Staff profile

Karen (Kay) G. Wood, M.A., RPA

President
What do you do at Southern Research?

I oversee the daily operation of the company, and since it is a relatively small company, I am personally involved in coordinating financial matters, personnel, and project management, as well as the many other facets of running a small business. Although my roots and training are in anthropology, history and archaeology, I have had to learn to be a business woman. I represent the company in the negotiation and signing of contracts with clients. I oversee decisions on the purchase and maintenance of all necessary insurance policies and coordinate with my bookkeeper and CPA to make sure we follow all required Federal, state and local laws governing the functions of the company. I make decisions on the financial operations that keep the company viable and keep abreast of Federal and State laws and activities that may effect the operation of a small business. I work closely with our Officer Manager, Grace Keith, in making decisions about company procedures and general operations.
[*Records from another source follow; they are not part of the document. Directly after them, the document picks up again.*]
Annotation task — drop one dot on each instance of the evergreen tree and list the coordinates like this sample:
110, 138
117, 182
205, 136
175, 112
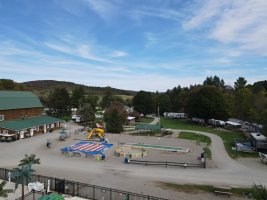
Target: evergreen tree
240, 83
115, 117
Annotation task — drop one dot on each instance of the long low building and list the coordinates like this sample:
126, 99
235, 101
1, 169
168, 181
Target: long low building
21, 116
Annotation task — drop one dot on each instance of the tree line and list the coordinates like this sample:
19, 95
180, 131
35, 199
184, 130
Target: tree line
212, 99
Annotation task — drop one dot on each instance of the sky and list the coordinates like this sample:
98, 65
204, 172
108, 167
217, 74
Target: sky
151, 45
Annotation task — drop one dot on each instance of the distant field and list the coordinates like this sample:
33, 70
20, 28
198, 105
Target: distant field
228, 137
125, 97
146, 120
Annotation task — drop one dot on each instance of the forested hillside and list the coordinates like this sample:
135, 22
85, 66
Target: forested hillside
43, 87
212, 99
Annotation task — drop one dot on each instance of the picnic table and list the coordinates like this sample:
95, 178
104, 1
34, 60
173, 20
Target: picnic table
5, 137
222, 190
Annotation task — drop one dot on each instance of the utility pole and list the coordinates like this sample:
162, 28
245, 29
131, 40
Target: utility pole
158, 115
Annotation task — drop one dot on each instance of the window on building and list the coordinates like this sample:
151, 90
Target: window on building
2, 118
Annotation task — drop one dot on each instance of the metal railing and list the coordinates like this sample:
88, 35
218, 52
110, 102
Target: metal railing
166, 163
84, 190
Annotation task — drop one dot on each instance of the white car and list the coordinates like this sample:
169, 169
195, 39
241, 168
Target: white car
73, 117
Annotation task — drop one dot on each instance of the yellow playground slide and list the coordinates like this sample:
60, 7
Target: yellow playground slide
98, 131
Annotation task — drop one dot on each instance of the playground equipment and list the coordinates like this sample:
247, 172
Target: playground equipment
130, 152
63, 134
158, 147
100, 133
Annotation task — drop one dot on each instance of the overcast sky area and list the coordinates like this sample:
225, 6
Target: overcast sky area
151, 45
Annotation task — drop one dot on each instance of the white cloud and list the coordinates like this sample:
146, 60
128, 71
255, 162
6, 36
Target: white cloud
80, 50
208, 10
103, 8
151, 39
118, 53
169, 14
238, 22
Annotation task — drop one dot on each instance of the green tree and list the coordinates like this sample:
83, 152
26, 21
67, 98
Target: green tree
30, 160
240, 83
92, 100
115, 117
77, 96
144, 102
243, 104
22, 176
107, 98
164, 103
87, 113
4, 192
136, 115
206, 102
59, 101
214, 81
259, 192
51, 197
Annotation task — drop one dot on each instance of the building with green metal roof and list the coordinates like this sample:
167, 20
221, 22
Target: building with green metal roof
150, 127
10, 100
21, 115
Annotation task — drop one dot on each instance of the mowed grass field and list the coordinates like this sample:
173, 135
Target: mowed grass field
227, 136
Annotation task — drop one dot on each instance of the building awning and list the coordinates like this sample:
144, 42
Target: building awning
153, 127
130, 118
26, 123
233, 123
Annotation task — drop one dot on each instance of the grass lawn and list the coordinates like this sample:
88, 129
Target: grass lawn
146, 120
195, 136
191, 188
198, 138
227, 136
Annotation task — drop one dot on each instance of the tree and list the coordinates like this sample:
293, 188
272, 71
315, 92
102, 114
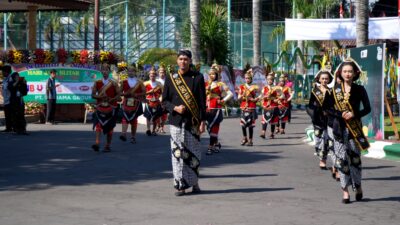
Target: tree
362, 16
213, 33
257, 32
195, 30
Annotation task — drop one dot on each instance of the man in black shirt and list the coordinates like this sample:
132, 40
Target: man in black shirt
185, 100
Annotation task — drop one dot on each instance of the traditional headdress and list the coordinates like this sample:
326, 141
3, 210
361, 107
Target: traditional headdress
271, 75
323, 71
152, 69
185, 52
354, 64
162, 67
249, 73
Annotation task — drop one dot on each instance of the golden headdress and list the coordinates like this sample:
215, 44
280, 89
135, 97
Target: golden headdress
349, 61
323, 71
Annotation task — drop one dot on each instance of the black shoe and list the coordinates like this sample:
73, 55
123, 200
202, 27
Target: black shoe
346, 200
196, 190
107, 149
22, 133
6, 131
215, 150
359, 196
122, 137
180, 193
95, 147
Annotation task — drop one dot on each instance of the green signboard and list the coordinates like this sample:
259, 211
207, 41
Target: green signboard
75, 84
371, 60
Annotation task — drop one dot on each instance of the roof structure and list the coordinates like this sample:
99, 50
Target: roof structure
44, 5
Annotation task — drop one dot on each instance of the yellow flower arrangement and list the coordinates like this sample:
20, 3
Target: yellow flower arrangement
103, 56
90, 107
76, 56
122, 65
17, 57
32, 108
48, 57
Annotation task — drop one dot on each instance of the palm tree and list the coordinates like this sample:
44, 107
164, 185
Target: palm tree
362, 22
257, 17
195, 30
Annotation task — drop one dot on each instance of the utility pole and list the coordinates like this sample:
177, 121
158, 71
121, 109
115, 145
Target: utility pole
96, 24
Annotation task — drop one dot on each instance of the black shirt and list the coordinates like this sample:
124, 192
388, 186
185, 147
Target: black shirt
171, 98
358, 95
318, 117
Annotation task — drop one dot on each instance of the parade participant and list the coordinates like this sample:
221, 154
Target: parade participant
248, 98
161, 78
18, 89
184, 98
6, 70
153, 109
51, 95
345, 103
319, 118
289, 84
215, 90
133, 92
270, 106
107, 94
285, 96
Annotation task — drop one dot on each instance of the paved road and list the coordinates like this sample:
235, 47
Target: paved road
52, 177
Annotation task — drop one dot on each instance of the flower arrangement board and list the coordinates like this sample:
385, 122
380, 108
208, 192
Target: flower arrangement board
75, 84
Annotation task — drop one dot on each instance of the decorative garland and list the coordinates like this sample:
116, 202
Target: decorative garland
297, 53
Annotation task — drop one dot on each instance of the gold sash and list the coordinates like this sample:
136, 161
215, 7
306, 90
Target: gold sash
131, 101
103, 90
187, 96
319, 95
354, 125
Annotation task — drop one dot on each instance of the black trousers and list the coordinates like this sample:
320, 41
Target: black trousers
8, 117
51, 110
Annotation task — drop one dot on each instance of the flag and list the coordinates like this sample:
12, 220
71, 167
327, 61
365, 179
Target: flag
341, 11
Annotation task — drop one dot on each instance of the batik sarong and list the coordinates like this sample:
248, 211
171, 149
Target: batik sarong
186, 156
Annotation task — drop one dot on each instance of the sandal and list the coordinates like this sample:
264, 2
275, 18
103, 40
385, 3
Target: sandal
122, 137
209, 151
180, 193
107, 149
95, 147
196, 189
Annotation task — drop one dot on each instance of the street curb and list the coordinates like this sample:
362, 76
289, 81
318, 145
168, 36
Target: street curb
378, 149
392, 151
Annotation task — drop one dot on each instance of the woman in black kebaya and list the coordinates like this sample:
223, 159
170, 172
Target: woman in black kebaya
344, 105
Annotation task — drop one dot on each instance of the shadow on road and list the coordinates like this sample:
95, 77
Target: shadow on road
46, 159
390, 199
383, 178
236, 175
243, 190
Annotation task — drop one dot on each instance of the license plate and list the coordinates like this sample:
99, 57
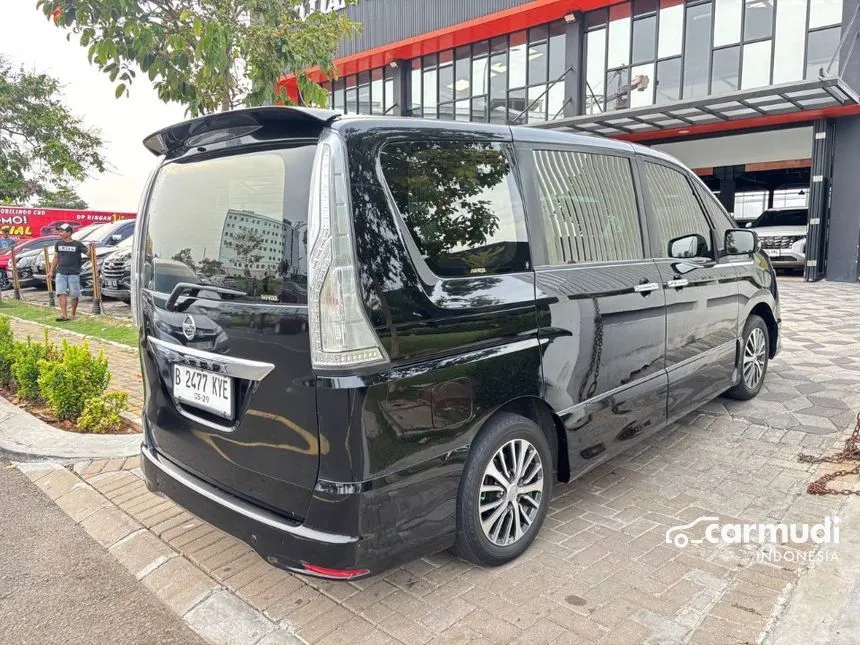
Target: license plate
206, 390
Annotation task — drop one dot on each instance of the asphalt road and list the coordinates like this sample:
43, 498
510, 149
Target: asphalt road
59, 586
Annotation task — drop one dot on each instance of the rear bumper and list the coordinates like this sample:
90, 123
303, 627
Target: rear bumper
352, 534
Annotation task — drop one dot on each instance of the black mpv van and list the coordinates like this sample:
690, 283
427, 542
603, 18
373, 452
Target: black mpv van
394, 335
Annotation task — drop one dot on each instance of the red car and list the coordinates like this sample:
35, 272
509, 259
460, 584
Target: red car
27, 245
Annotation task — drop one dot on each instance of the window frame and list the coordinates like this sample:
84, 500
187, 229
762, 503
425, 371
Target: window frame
656, 243
525, 151
518, 193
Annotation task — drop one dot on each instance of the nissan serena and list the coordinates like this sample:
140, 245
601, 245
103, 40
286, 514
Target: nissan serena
483, 311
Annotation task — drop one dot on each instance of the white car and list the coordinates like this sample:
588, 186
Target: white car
782, 232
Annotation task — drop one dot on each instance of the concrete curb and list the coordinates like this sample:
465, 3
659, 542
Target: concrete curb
218, 616
22, 433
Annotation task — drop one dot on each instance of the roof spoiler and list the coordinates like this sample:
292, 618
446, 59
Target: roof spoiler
227, 125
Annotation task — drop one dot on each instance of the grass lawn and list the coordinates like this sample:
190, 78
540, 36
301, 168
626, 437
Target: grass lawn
103, 327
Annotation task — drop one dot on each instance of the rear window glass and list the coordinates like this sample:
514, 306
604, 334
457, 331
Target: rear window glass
460, 203
237, 221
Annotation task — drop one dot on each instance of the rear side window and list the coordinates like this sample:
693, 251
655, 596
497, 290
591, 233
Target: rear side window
588, 206
677, 212
460, 203
720, 219
237, 221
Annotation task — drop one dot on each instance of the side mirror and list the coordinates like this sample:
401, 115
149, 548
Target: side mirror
689, 246
740, 241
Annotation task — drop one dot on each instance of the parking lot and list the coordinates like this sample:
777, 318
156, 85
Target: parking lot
601, 569
40, 296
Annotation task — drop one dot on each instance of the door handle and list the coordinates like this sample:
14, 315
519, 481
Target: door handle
646, 287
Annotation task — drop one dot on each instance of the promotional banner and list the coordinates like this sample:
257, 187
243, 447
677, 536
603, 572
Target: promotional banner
22, 223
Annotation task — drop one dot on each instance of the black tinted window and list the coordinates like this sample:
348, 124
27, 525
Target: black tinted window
460, 204
719, 217
588, 205
677, 213
240, 219
797, 217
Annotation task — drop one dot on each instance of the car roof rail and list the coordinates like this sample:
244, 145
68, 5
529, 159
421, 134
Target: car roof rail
213, 128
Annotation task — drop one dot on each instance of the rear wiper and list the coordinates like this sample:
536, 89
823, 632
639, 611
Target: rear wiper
192, 290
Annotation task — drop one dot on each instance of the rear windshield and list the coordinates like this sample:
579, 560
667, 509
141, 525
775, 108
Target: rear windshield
237, 221
460, 202
797, 217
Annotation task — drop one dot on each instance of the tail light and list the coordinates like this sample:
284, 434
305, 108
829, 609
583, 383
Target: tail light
341, 335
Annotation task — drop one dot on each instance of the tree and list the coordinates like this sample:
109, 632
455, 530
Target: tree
45, 150
63, 198
208, 55
246, 247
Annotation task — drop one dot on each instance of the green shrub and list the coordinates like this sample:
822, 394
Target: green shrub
7, 352
68, 383
27, 365
103, 413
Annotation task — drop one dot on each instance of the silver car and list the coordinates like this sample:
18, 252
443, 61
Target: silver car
782, 232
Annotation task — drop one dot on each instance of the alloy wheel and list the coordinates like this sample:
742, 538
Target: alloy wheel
511, 492
754, 358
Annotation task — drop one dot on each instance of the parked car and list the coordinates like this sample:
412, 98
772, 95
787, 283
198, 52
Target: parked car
27, 245
25, 263
105, 237
490, 310
782, 232
51, 228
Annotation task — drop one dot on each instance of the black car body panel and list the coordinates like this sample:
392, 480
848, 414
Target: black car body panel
359, 468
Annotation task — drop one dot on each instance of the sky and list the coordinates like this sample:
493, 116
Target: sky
27, 38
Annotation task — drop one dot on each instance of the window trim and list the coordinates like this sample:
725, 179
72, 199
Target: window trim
656, 245
537, 228
424, 271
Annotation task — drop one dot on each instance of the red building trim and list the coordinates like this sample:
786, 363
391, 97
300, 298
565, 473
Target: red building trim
528, 15
531, 14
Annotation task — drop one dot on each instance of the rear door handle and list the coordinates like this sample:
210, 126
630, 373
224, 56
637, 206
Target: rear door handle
646, 287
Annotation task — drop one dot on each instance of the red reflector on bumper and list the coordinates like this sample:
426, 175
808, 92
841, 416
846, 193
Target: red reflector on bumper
340, 574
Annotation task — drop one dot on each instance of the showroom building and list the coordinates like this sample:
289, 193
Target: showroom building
759, 97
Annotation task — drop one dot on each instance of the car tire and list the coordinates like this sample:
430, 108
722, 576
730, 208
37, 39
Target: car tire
753, 360
490, 537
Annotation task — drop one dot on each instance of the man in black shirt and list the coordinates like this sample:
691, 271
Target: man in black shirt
66, 266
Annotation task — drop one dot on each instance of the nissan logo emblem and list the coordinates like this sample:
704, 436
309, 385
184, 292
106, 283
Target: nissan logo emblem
189, 328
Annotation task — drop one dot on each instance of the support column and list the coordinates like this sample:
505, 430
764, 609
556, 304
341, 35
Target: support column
574, 55
819, 199
727, 176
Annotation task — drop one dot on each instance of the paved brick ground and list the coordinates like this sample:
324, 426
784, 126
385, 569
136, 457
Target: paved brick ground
600, 571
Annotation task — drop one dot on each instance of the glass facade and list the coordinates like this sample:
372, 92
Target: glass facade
648, 52
365, 93
636, 54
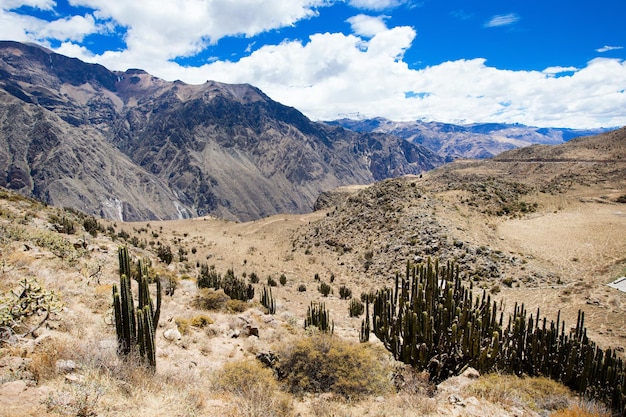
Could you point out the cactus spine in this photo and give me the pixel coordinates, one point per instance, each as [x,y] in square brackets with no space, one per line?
[318,316]
[268,301]
[432,321]
[135,327]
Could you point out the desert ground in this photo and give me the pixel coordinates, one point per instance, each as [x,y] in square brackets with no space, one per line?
[576,239]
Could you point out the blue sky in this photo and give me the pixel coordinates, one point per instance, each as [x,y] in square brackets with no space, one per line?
[543,63]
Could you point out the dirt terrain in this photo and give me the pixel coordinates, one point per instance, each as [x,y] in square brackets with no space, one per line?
[551,238]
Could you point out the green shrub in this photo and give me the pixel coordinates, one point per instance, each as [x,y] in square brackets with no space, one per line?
[325,289]
[255,389]
[356,308]
[164,253]
[323,363]
[211,299]
[345,292]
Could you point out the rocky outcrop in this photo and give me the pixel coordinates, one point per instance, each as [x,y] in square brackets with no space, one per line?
[127,145]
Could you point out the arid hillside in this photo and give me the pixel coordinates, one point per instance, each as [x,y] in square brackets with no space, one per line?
[541,226]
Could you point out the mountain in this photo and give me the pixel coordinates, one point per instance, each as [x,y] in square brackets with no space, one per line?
[127,145]
[477,141]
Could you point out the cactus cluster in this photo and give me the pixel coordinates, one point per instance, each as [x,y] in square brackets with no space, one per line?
[268,301]
[318,316]
[433,322]
[234,287]
[135,327]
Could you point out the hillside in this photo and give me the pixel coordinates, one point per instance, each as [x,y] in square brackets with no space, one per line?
[130,146]
[541,225]
[475,141]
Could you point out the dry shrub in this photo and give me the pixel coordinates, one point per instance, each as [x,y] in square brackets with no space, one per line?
[236,306]
[183,325]
[582,410]
[538,393]
[323,363]
[210,299]
[201,321]
[47,352]
[255,390]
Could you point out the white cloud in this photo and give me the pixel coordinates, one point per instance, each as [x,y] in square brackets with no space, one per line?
[502,20]
[367,26]
[559,70]
[38,4]
[376,4]
[607,48]
[73,28]
[333,74]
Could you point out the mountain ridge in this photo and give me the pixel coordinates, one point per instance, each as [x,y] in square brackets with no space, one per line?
[169,149]
[475,141]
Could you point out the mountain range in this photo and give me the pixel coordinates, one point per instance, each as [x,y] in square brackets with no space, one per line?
[130,146]
[475,141]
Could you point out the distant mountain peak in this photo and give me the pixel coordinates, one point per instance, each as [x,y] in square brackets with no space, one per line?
[132,146]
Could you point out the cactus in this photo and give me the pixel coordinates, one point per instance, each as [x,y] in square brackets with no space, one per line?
[364,335]
[430,320]
[356,308]
[319,317]
[135,328]
[267,300]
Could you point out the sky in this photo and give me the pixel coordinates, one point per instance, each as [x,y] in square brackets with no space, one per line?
[547,63]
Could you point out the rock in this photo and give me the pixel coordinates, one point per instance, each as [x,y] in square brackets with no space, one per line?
[172,335]
[251,330]
[65,366]
[471,373]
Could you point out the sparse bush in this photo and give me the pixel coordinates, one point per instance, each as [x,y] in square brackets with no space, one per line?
[584,410]
[201,320]
[211,299]
[538,393]
[324,363]
[164,253]
[30,301]
[91,226]
[236,306]
[255,389]
[183,325]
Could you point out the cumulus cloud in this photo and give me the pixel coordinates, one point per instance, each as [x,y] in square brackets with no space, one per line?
[367,26]
[73,28]
[376,4]
[502,20]
[608,48]
[38,4]
[329,75]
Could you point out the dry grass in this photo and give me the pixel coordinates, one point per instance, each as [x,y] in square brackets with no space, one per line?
[253,389]
[537,393]
[582,410]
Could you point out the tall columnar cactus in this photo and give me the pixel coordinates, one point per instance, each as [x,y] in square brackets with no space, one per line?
[432,321]
[135,327]
[364,335]
[319,317]
[268,301]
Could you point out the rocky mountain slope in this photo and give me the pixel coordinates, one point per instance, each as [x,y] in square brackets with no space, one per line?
[480,140]
[127,145]
[543,226]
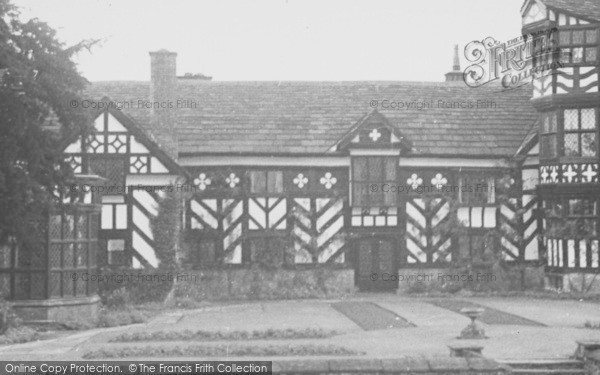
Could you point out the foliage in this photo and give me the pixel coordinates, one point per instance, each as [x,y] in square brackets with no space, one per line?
[38,81]
[8,318]
[189,335]
[18,335]
[222,351]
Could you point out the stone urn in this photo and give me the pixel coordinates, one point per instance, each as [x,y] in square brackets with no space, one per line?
[472,331]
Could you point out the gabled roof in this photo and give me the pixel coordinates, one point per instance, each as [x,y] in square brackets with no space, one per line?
[587,9]
[374,120]
[311,117]
[144,137]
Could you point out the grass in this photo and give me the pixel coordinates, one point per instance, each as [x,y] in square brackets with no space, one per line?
[221,351]
[189,335]
[592,325]
[19,335]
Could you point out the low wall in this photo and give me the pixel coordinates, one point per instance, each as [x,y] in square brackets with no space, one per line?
[59,310]
[483,279]
[266,284]
[581,283]
[462,366]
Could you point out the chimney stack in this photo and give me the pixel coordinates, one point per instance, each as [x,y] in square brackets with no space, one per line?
[455,75]
[163,88]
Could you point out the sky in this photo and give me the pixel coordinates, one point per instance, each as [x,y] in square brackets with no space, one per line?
[277,40]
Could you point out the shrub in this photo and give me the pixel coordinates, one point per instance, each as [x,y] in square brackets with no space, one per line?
[8,318]
[118,298]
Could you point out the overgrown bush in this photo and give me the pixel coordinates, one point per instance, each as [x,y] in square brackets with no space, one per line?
[8,318]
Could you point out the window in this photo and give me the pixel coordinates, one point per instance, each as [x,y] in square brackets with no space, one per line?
[476,189]
[533,14]
[378,171]
[578,46]
[571,218]
[580,132]
[269,182]
[548,136]
[114,212]
[116,251]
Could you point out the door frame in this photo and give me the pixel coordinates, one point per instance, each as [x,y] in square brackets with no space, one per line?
[376,285]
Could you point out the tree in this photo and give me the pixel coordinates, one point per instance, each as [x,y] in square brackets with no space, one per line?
[38,83]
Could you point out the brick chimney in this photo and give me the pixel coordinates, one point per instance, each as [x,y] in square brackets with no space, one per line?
[163,89]
[456,74]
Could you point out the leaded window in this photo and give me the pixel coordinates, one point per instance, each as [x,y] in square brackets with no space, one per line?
[374,181]
[580,132]
[578,46]
[548,135]
[571,218]
[476,189]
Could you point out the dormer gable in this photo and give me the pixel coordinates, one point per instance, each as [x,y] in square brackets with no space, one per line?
[374,131]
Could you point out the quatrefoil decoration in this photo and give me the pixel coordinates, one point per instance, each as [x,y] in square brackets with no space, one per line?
[300,180]
[202,181]
[328,180]
[438,181]
[232,180]
[414,181]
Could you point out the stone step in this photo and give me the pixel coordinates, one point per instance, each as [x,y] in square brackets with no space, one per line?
[549,372]
[546,367]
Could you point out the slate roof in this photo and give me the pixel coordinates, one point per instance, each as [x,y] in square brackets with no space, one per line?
[310,117]
[584,8]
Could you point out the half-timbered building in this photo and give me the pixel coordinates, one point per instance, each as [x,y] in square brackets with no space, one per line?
[335,173]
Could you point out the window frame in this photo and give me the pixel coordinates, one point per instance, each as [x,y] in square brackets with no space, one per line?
[566,49]
[580,132]
[547,133]
[361,187]
[490,181]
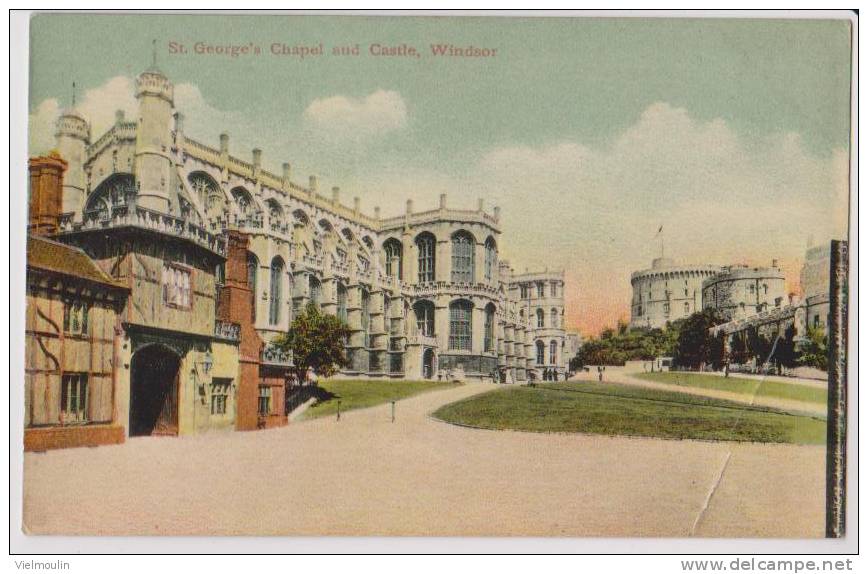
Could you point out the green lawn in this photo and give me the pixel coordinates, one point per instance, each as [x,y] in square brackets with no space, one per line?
[354,394]
[776,389]
[610,409]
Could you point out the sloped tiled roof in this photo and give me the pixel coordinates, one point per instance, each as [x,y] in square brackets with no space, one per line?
[49,255]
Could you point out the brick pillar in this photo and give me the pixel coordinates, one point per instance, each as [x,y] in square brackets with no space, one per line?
[236,306]
[46,194]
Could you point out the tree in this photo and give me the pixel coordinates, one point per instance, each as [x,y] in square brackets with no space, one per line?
[316,341]
[785,352]
[694,346]
[813,352]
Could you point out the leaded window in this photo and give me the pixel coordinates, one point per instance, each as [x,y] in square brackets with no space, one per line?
[75,318]
[490,258]
[276,294]
[462,258]
[342,303]
[252,270]
[489,328]
[73,398]
[366,316]
[264,400]
[176,286]
[424,318]
[426,245]
[460,325]
[394,258]
[219,396]
[315,288]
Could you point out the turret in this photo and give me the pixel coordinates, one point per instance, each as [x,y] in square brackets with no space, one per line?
[73,137]
[153,162]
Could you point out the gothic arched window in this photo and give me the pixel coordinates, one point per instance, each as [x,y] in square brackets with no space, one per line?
[252,270]
[463,246]
[489,327]
[426,244]
[277,268]
[460,325]
[394,258]
[490,258]
[424,318]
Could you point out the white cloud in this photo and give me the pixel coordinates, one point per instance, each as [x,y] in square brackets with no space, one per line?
[721,197]
[98,105]
[344,117]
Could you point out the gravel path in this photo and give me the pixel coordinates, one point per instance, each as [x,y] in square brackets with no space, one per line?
[625,378]
[418,476]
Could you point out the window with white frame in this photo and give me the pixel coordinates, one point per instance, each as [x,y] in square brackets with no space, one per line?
[176,286]
[460,325]
[424,318]
[220,396]
[490,258]
[264,400]
[463,247]
[426,244]
[489,328]
[73,398]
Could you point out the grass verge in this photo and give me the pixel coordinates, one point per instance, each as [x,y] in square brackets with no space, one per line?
[609,409]
[743,386]
[355,394]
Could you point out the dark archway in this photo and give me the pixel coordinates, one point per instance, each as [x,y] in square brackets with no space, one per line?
[154,373]
[428,364]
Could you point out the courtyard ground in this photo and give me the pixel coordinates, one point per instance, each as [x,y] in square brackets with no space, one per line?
[366,475]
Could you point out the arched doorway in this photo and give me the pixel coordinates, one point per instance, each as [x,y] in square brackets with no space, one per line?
[154,391]
[428,364]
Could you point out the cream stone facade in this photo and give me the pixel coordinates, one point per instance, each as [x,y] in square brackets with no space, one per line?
[540,299]
[666,292]
[424,292]
[740,291]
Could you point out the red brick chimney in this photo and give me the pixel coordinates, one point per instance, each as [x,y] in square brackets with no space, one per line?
[236,306]
[46,194]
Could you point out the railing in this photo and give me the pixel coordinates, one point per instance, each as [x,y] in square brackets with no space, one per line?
[425,340]
[436,287]
[435,214]
[143,218]
[272,355]
[227,330]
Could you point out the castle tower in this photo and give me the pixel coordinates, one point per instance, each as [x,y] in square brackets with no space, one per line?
[153,162]
[73,137]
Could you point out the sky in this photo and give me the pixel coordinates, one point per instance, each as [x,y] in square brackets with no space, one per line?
[589,133]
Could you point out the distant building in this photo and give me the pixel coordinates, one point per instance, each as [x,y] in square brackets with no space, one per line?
[739,291]
[574,343]
[540,298]
[814,276]
[667,292]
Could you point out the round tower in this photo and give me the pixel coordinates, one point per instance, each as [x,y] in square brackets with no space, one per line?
[153,162]
[73,137]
It's important for me to keep up what is going on within the historic preservation community. I attend meetings with clients particularly when dealing with Section 106 procedures. I sometimes serve as principal investigator on historic projects, or work with the principal archaeologist and other staff members on historic projects the company conducts. I review historic reports written by our staff. I help write proposals for potential work. Occasionally I go out in the field for a day or two and even help write sections of reports ever so often.

I get to do a lot of different things, and although I do less archaeology and history than I used to, I have learned a great deal about running a small business.

How did you become interested in archaeology and history?

I grew up in the North Georgia Mountains near the Tennessee/North Carolina state lines on land my paternal grandparents owned. During the first decade of the twentieth century my grandfather Noah Green built a large stone dam, mill pond and grist mill site on a small tributary of the Toccoa River, and later in the 1940s he deeded the mill site property to my father. Growing up, my father and his siblings picked up Indian artifacts from the plowed fields that they helped farm. My grandmother fed her chickens in a large soapstone bowl . Despite all the prehistory and history that surrounded me, it was not until the 6th grade that a true love of archaeology and history bloomed. That year we studied ancient civilizations of the Old World, and I loved it. I read everything in our small county library I could find about ancient civilizations. From then on through high school my goal was to be an archaeologist, an Old World archaeologist! I studied a lot of Old World Ancient history and archaeology at West Georgia College, where I received a double major in History and in Anthropology (B.A. 1972). It was not until I had satisfied my History major degree requirements and began to study anthropology in 1970, that I realized that both history and archaeology were viewed best through the eyes of an anthropologist. I attended graduate school at the University of Georgia. For my thesis, I was able to combine my love of history and archaeology into a study of archaeological animal bone from the Parks Mill Site, and a historical examination of nineteenth century foodways in Piedmont Georgia, receiving a M.A. in Anthropology in 1983.

...and in your spare time?

I enjoy being outdoors gardening or taking walks in the woods, and I love to read both non-fiction and fiction.

What's the neatest thing you ever found?

The neatest thing I ever found was the burned and well-preserved archaeological remains of an eighteenth century house in Savannah, Georgia that had belonged to an Irish immigrant named John Gardiner. The complete outline of the house was exposed revealing its foundation was constructed of post and beam combined with ballast rock, and tabby! What really made this find neat was the discovery of a newspaper announcement in the Savannah Georgian of the fire that destroyed the old two-story home of John Gardiner on an early Tuesday morning the 2nd of June 1829. Written history coming together with archaeology to produce a better picture of the past!